BG112775A - CONTACT SYSTEM OF THREE-PHASE POWER SWITCH WITH VACUUM EXTINGUISHING CHAMBER FOR STEP VOLTAGE REGULATORS - Google Patents

Abstract

The supporting structure of the three-phase power switch consists of an upper insulating disk (2) and a lower metal disk (3) connected by three studs (4) and reinforced with three insulating segments (5) of an insulating cylinder. Each phase occupies a sector of 120 degrees and has a main vacuum arc quenching chamber (V1) and an auxiliary vacuum arc quenching chamber (V2), each with an on / off device (16, 17, 18, 19, 20). In the middle there is a common switching shaft (7) with an insulating disk (9) and cams (10). A hollow shaft (8) with an insulating disk (11) and cams (12) is mounted on the switching shaft (7). A contact system consisting of an insulating disk (34), three supports (35) and main contact lamellas (36) is mounted on the top of the switching shaft (7). An auxiliary contact system consisting of an insulating disk (38), three supports (39) and auxiliary contact lamellas (40) is mounted on the upper end of the hollow shaft (8). The slats (36 and 40) are in contact with internal contact arcs (45 and 46) and an external arcuate body with a U-shaped cross section attached to the segment (5). On each stud (4) are mounted a left lever (13) and a right lever (14) with bearings at the end interacting with the cams (10 and 12). The levers (13, 14) have holes in the middle (16) into which the pins (20) enter. A lever (26) with two gears (27, 28) of different radius is mounted on one of the studs. These gears are engaged with a gear from the hollow shaft (8) and a gear freely mounted on it. The latter is actuated at the end of the switch by two pins (30) on a fork (29) connected to a shaft (7).

Description

FIELD OF THE INVENTION

The invention relates to a contact system for a three-phase power switch of a step voltage regulator with two vacuum phase arc quenching chambers. The power switches are built into the oil tank of the step regulator. They switch under load and regulate the voltage of the power transformers without interrupting the power supply.

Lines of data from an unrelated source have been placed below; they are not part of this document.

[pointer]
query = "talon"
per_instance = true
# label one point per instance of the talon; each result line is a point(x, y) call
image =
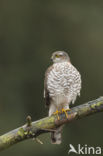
point(57, 113)
point(65, 111)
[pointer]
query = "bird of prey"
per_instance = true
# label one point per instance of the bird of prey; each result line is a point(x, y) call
point(62, 85)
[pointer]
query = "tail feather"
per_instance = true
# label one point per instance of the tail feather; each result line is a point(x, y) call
point(56, 136)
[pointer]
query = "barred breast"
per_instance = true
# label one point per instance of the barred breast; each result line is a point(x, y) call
point(64, 79)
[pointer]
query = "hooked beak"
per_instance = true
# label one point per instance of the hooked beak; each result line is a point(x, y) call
point(51, 58)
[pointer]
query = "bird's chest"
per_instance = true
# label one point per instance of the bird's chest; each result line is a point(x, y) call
point(57, 80)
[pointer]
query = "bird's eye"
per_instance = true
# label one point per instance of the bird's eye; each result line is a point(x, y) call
point(57, 56)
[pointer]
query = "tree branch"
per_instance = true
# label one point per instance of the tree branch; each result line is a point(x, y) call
point(48, 124)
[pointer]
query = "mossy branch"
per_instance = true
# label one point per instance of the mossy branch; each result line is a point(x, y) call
point(48, 124)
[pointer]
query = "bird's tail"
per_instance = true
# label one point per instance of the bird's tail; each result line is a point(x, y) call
point(56, 136)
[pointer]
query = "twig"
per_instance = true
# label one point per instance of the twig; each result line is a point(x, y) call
point(48, 124)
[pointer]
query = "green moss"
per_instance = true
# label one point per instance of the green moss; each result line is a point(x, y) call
point(96, 105)
point(21, 132)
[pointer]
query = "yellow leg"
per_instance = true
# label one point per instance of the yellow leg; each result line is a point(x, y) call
point(65, 111)
point(57, 113)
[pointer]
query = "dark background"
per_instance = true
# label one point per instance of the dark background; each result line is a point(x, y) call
point(30, 30)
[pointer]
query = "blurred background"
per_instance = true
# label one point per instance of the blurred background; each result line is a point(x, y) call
point(30, 30)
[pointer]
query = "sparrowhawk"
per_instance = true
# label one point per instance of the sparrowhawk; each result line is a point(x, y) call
point(62, 85)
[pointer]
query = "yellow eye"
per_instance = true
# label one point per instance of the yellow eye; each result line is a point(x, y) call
point(57, 56)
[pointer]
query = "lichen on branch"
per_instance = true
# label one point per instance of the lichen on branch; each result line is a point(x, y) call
point(48, 124)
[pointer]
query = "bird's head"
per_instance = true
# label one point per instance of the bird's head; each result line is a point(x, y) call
point(60, 56)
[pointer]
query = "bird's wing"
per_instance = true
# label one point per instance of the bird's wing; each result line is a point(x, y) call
point(46, 91)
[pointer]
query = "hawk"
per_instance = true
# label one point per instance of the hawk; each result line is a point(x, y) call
point(62, 85)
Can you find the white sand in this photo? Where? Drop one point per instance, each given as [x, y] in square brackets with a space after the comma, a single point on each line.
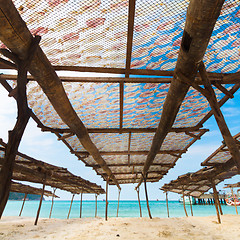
[204, 228]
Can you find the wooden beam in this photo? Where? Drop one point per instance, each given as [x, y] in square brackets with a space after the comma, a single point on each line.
[200, 21]
[25, 196]
[16, 36]
[50, 214]
[212, 99]
[70, 206]
[40, 203]
[140, 209]
[119, 191]
[215, 200]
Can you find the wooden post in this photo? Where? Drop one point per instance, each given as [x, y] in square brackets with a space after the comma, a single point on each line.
[106, 208]
[25, 196]
[40, 203]
[119, 191]
[50, 214]
[215, 200]
[234, 201]
[189, 197]
[184, 204]
[70, 207]
[140, 209]
[145, 186]
[95, 205]
[167, 203]
[81, 205]
[15, 136]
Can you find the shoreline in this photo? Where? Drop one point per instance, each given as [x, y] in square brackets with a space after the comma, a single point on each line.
[179, 228]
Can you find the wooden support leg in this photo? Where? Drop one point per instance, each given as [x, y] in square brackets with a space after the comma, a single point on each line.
[16, 134]
[190, 201]
[140, 209]
[25, 196]
[50, 214]
[145, 186]
[211, 97]
[40, 203]
[215, 200]
[95, 205]
[167, 203]
[70, 207]
[106, 208]
[119, 191]
[184, 206]
[81, 205]
[234, 201]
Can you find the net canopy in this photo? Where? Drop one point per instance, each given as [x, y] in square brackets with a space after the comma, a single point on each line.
[32, 170]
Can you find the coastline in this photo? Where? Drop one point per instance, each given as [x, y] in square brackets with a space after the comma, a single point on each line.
[182, 228]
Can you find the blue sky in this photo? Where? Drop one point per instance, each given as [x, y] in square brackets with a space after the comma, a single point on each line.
[45, 147]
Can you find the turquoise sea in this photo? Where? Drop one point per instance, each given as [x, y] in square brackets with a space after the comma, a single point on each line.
[126, 209]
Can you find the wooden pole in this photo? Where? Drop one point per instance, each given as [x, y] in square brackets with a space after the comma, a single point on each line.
[17, 37]
[145, 186]
[96, 205]
[25, 196]
[70, 206]
[81, 205]
[106, 208]
[190, 200]
[50, 214]
[119, 191]
[167, 203]
[215, 195]
[23, 115]
[140, 209]
[185, 210]
[234, 201]
[40, 203]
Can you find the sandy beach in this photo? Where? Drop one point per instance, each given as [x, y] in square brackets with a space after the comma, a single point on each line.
[12, 228]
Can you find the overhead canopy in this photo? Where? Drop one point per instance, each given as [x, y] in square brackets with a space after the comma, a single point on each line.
[32, 170]
[22, 188]
[221, 155]
[122, 115]
[195, 184]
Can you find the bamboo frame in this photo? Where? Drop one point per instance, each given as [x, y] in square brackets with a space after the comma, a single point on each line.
[25, 196]
[50, 214]
[70, 206]
[40, 203]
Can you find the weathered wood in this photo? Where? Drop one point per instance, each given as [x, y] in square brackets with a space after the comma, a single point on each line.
[70, 206]
[200, 21]
[40, 203]
[25, 196]
[140, 209]
[16, 134]
[50, 214]
[234, 201]
[215, 194]
[16, 36]
[184, 206]
[190, 201]
[96, 205]
[212, 99]
[167, 203]
[119, 191]
[106, 207]
[81, 205]
[146, 194]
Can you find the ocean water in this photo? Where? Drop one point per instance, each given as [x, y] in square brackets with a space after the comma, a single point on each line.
[126, 209]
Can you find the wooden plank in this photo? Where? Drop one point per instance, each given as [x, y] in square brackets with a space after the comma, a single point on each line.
[16, 36]
[195, 40]
[40, 203]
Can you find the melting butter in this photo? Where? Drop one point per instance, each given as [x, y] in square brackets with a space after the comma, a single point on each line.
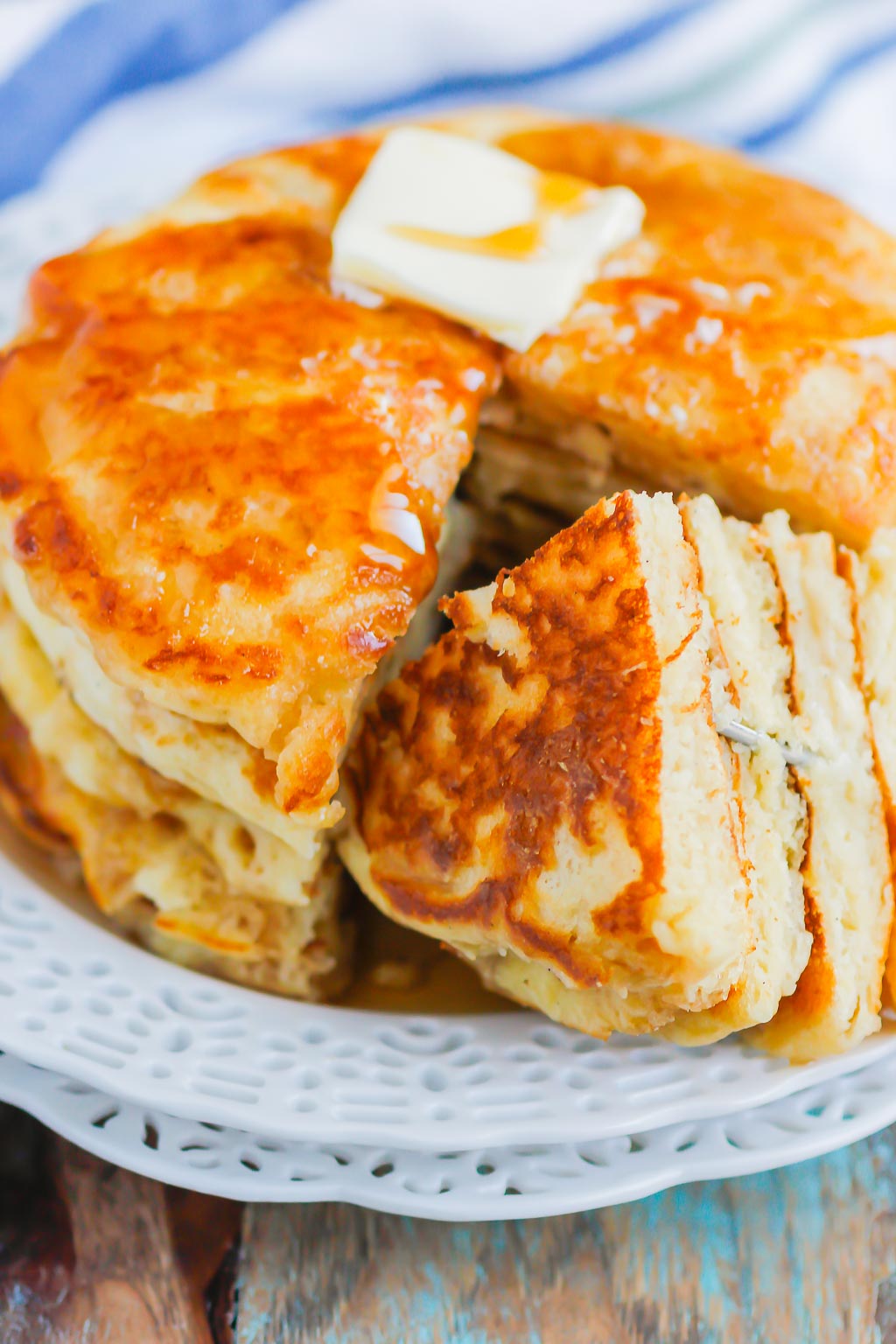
[477, 234]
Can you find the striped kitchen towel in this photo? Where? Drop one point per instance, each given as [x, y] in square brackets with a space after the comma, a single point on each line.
[148, 93]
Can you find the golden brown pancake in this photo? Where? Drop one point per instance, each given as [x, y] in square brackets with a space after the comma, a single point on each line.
[552, 792]
[223, 474]
[223, 481]
[745, 344]
[546, 789]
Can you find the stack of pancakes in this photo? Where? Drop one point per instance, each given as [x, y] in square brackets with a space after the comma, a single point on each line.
[223, 491]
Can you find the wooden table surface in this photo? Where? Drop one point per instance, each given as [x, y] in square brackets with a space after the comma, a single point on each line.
[90, 1254]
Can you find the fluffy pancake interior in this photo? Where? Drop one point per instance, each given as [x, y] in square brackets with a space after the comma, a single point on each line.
[745, 605]
[850, 897]
[183, 874]
[210, 760]
[644, 930]
[873, 584]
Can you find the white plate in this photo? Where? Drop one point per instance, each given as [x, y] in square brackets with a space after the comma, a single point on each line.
[492, 1181]
[78, 999]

BACKGROUND OF THE INVENTION

A contact system (1) of a three-phase power switch with vacuum arc quenching chambers (VDK) for step voltage regulators is known. The three phases occupy sectors of 120 ° in horizontal space. Each phase has one main VDK and one auxiliary VDK mounted next to each other on the insulation sector. On this sector and on the metal sector located below it, a switching shaft is mounted, connected to the main contact system for the main VDK and to the auxiliary contact system for the auxiliary VDK. These contact systems are located in the space of the insulation sector. The three phases of this power switch are isolated from each other by radially spaced oil gaps.

The disadvantage of this contact system is that the power switch has increased dimensions and weight. Another drawback is that you have to

1/9 switches the sum of rated and circulating current, which reduces its switching parameters.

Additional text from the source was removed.